Presumivelmente como injunção prática contra a inveja, havia a norma que prescrevia: “nenhum irmão deve pedir de modo explícito o cavalo ou a armadura de outro”, e, se o mestre decidisse dá-los a outro, ele “não deveria ficar aborrecido ou indignado”.

Reconhecia-se que os cavaleiros deveriam ter algum contato com o mundo, mas eles não podiam “ir à vila ou à cidade sem a permissão do mestre (...) exceto para orar à noite no Sepulcro e nos lugares de oração que se situam dentro dos muros da cidade de Jerusalém”. Mesmo aí os irmãos tinham de ir aos pares e, caso fossem obrigados a hospedar-se numa estalagem, “nem irmão, nem escudeiro, nem sargento, podem ir aos aposentos de outro para vê-lo ou falar com ele sem permissão”.

A exemplo de um abade numa comunidade monástica, o poder do mestre era absoluto. “A fim de executarem seus santos deveres e obterem a glória do regozijo do Senhor e de escaparem do medo do fogo do inferno, é conveniente que todos os irmãos professos obedeçam estritamente a seu mestre. Pois nada é mais caro a Jesus Cristo do que a obediência. Pois assim que algo é ordenado pelo mestre ou por aquele a quem o mestre deu autoridade, deve ser feito sem demora, como se o próprio Cristo o tivesse ordenado".
Se o desejasse, o mestre poderia aconselhar-se com os irmãos mais sábios e, em se tratando de assuntos sérios, “reunir a congregação inteira para ouvir os conselhos de todo o capítulo”.
O mestre e o capítulo estavam autorizados a punir os irmãos que transgredissem.

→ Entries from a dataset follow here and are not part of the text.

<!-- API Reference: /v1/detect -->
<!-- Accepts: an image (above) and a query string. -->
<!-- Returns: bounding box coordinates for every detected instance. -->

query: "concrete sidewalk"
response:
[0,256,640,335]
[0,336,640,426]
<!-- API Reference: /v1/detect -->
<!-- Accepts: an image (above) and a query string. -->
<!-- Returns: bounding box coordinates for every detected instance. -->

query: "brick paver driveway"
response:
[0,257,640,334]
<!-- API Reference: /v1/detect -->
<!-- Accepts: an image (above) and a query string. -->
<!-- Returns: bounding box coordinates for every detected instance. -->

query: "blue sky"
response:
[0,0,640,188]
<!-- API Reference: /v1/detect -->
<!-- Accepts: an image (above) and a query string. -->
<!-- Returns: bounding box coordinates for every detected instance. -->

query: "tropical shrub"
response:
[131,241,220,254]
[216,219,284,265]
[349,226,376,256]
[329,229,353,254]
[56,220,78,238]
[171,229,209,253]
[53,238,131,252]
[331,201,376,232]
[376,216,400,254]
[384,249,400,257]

Dos setenta e três artigos dessa regra aprovada no Concílio de Troyes para os Cavaleiros do Templo, cerca de trinta baseiam-se na regra de Bento de Núrsia. Bernardo e os padres do concílio pareciam mais ansiosos em transformar cavaleiros em monges do que monges em cavaleiros.
Há algumas referências à vocação militar dos irmãos, por exemplo, especificando o número de cavalos a serem colocados à disposição de cada cavaleiro. Encontra-se ainda uma concessão às condições no ultramar: ser-lhes-ia permitido trocar suas camisas de lã por outras de linho nos meses de verão. Mas em geral o foco da regra parece ter sido a salvação das almas dos cavaleiros, e não a eficácia de uma força de combate.

Felizmente (para o bem uma ordem combatente) parece que os padres do concílio não previram que a aplicação da disciplina monástica a uma unidade militar resultaria, pela primeira vez desde o colapso do Império Romano do Ocidente, numa cavalaria pesada disciplinada e uniformizada, que iniciava uma campanha que não estava sujeita a oscilações de lealdades pessoais ou às incertezas dos tributos feudais.